Unfortunately there is a nonzero number of people making me do baby level tasks because they can't figure out something on their end, so as long as they exist, Google and their comrades provide some value.

brap · 2025-12-24T14:43:19 1766587399

I generally agree that they are garbage at producing code beyond things that are trivial. And the fact that non-techies use them as “fact checkers” is also disturbing because they are constantly wrong.

But I have found them to be very helpful for certain things, for example I can dump a huge log file and a chunk of the codebase and ask it to trace the root cause, 80% of the time it manages to find it. Would have taken me many hours otherwise.

jeffbee · 2025-12-24T14:55:27 1766588127

Do you actually pay for all these or are you basing your judgement on the free models (Gemini Fast, etc)?

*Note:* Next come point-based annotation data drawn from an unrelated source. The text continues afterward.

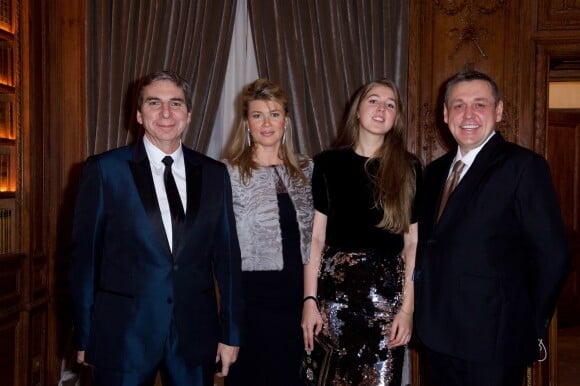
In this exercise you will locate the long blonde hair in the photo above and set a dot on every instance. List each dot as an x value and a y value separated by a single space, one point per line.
394 179
240 150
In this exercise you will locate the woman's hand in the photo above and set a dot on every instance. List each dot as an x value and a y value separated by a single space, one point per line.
401 329
311 323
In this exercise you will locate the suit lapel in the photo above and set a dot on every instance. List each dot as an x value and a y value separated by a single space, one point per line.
141 170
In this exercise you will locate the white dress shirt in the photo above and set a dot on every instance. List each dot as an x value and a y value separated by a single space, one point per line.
155 156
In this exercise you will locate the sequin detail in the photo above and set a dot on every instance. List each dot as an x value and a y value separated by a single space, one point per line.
360 293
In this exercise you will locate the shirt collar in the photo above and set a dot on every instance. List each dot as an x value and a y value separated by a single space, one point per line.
155 154
468 158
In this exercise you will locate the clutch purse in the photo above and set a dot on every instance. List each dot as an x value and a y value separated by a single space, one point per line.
317 366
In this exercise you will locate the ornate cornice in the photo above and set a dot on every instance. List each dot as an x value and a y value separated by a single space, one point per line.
470 33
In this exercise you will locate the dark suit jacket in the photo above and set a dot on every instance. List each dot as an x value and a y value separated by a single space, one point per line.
126 285
488 275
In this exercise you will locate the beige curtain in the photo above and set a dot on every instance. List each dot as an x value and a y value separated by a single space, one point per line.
127 39
321 51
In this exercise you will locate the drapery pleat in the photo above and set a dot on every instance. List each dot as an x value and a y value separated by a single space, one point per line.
322 51
127 39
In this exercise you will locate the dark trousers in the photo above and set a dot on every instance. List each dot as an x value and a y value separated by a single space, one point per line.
172 368
445 370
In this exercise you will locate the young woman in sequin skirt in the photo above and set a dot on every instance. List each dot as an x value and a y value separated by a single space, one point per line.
363 242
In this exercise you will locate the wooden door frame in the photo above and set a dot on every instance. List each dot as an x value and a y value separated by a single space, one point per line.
562 46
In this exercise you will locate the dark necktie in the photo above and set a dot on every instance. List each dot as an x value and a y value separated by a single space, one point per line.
175 205
450 185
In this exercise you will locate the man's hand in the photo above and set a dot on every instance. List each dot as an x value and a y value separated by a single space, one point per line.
227 355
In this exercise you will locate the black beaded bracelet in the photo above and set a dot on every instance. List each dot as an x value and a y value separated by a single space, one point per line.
309 298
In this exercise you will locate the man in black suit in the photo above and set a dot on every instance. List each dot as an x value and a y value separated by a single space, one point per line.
153 231
492 260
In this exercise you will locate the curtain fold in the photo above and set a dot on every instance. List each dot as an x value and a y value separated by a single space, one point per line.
322 51
127 39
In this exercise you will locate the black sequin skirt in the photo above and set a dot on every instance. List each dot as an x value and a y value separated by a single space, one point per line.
360 293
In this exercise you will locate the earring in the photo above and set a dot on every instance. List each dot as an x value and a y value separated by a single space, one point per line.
284 134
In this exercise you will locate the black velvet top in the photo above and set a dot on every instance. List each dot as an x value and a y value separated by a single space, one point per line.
343 191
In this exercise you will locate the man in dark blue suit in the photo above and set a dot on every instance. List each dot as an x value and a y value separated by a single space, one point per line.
151 237
491 261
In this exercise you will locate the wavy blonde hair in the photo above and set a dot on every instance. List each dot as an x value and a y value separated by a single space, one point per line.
394 180
240 153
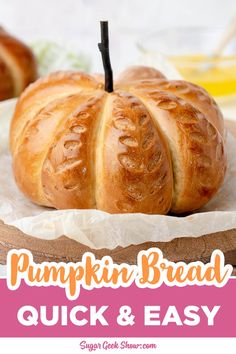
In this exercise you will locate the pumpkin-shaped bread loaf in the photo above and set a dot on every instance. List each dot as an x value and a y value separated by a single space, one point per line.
150 146
17 66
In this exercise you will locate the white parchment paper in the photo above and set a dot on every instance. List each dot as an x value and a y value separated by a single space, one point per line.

Anyway the way to succeed in this task is to ask the model to write the program that analyses your bank statements, then read and check the program, and use it.

wepple · 2025-12-24T14:20:39 1766586039

> Sorry, but AI still seems to be trash at anything moderately more complex than baby level tasks.

How familiar are you with the concept of the jagged frontier? That is, AI does indeed fail at things we might expect a third grader to be capable of. However, it is also absolutely exceptional at a lot of things. The trick is A) knowing which is which and B) being able to update yourself when new capabilities are unlocked

So yeah, it’s unsurprising you found a use case it couldn’t trivially do. But being able to one-shot quite complicated applications that may have taken a day to get right previously is an astonishingly useful thing, no?